Now the remaining calculation: $$ \begin{array}{c}t_{Q}^{i}=t_{i} \cdot W_{Q}^{i} \\ t_{\text {out }}^{i}=\operatorname{softmax}\left(\frac{t_{Q}^{i} x_{K}^{i^{T}}}{\sqrt{h}}\right) \cdot x_{V}^{i} \cdot W_{O}^{i}+t^{i} \\ t^{i+1}=f_{\text {activation}}\left(t_{\text {out }}^{i} \cdot W_{1}\right) \cdot W_{2}+t_{\text {out }}^{i}\end{array} $$

To get a better understanding of the steps above, let’s have a look at a visual representation of KV Cache.

Consider a transformer architecture with 12 attention heads and KV Cache. The following figure represents the transformer state while generating $9th$ token of the input sequence.

KV cahce working. |

### FLOPs comparison of vanilla Transformer and Transformer with KV Cache.

*FLOPs, floating point operations, represent the number of floating-point number operations, measuring the amount of computation.*

**Calculating FLOPs for Matrix Multiplication:**

*Let $A \in R^{1 \times n}, B \in R^{n \times 1}$, to compute $AB$ we need $n$ multiplication operations and $n$ addition operations. Then total FLOPs is $2n$. Also, if $A \in R^{m \times n}, B \in R^{n \times p}$ then, to compute $AB$ the number of floating-point arithmetic required is $2mnp$.*

**Basic Notations:**

$b$ = Batch Size

$s$ = Sequence Length

$h$ = Hidden Dimension

$x$ = input

$num\_head$ = Total number of heads

$head\_dim$ = Hidden Dimension of each head.

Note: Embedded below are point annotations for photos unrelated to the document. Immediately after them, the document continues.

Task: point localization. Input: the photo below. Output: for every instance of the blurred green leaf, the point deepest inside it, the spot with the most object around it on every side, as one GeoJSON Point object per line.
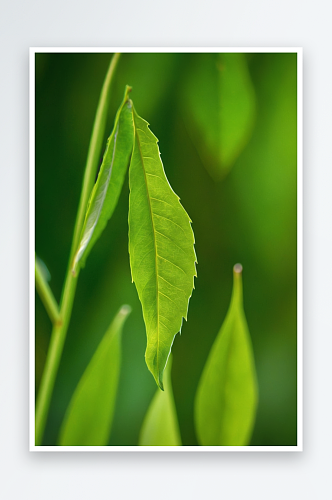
{"type": "Point", "coordinates": [161, 247]}
{"type": "Point", "coordinates": [106, 191]}
{"type": "Point", "coordinates": [160, 426]}
{"type": "Point", "coordinates": [89, 415]}
{"type": "Point", "coordinates": [221, 109]}
{"type": "Point", "coordinates": [226, 398]}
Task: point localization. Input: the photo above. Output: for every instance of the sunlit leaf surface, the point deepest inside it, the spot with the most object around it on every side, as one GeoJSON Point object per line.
{"type": "Point", "coordinates": [160, 426]}
{"type": "Point", "coordinates": [221, 109]}
{"type": "Point", "coordinates": [161, 247]}
{"type": "Point", "coordinates": [226, 399]}
{"type": "Point", "coordinates": [107, 188]}
{"type": "Point", "coordinates": [89, 416]}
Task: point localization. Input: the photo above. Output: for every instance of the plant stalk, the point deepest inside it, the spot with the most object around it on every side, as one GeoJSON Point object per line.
{"type": "Point", "coordinates": [59, 331]}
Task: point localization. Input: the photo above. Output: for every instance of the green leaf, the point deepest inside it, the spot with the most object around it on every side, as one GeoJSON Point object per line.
{"type": "Point", "coordinates": [106, 191]}
{"type": "Point", "coordinates": [226, 398]}
{"type": "Point", "coordinates": [161, 247]}
{"type": "Point", "coordinates": [89, 416]}
{"type": "Point", "coordinates": [221, 109]}
{"type": "Point", "coordinates": [160, 426]}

**In self-attention block :**

**Step 1:**

$$ Q = x W_q \ K = x W_k \ V = x W_v $$

Input $x$ of shape = $(b,s,h)$. Shape of weights = $(h,h)$

$$ (b,s,h) (h,h) \rightarrow (b,s,h) $$ Total Computations: $2bsh^2$. For Q, K, V its $3 \times 2bsh^2 \rightarrow 6bsh^2$

**Step 2: For attention calculation :**

$$ x_{\text {out }}=\operatorname{softmax}\left(\frac{Q K^{T}}{\sqrt{h}}\right) \cdot V \cdot W_{o}+x $$

**Step 2.1: For $QK^T$**

$$ (b,num\_head,s,head\_dim) \times (b,num\_head,head\_dim, s) \rightarrow (b,num\_headk,s,s) $$ So, the total computations is $2bs^2h$.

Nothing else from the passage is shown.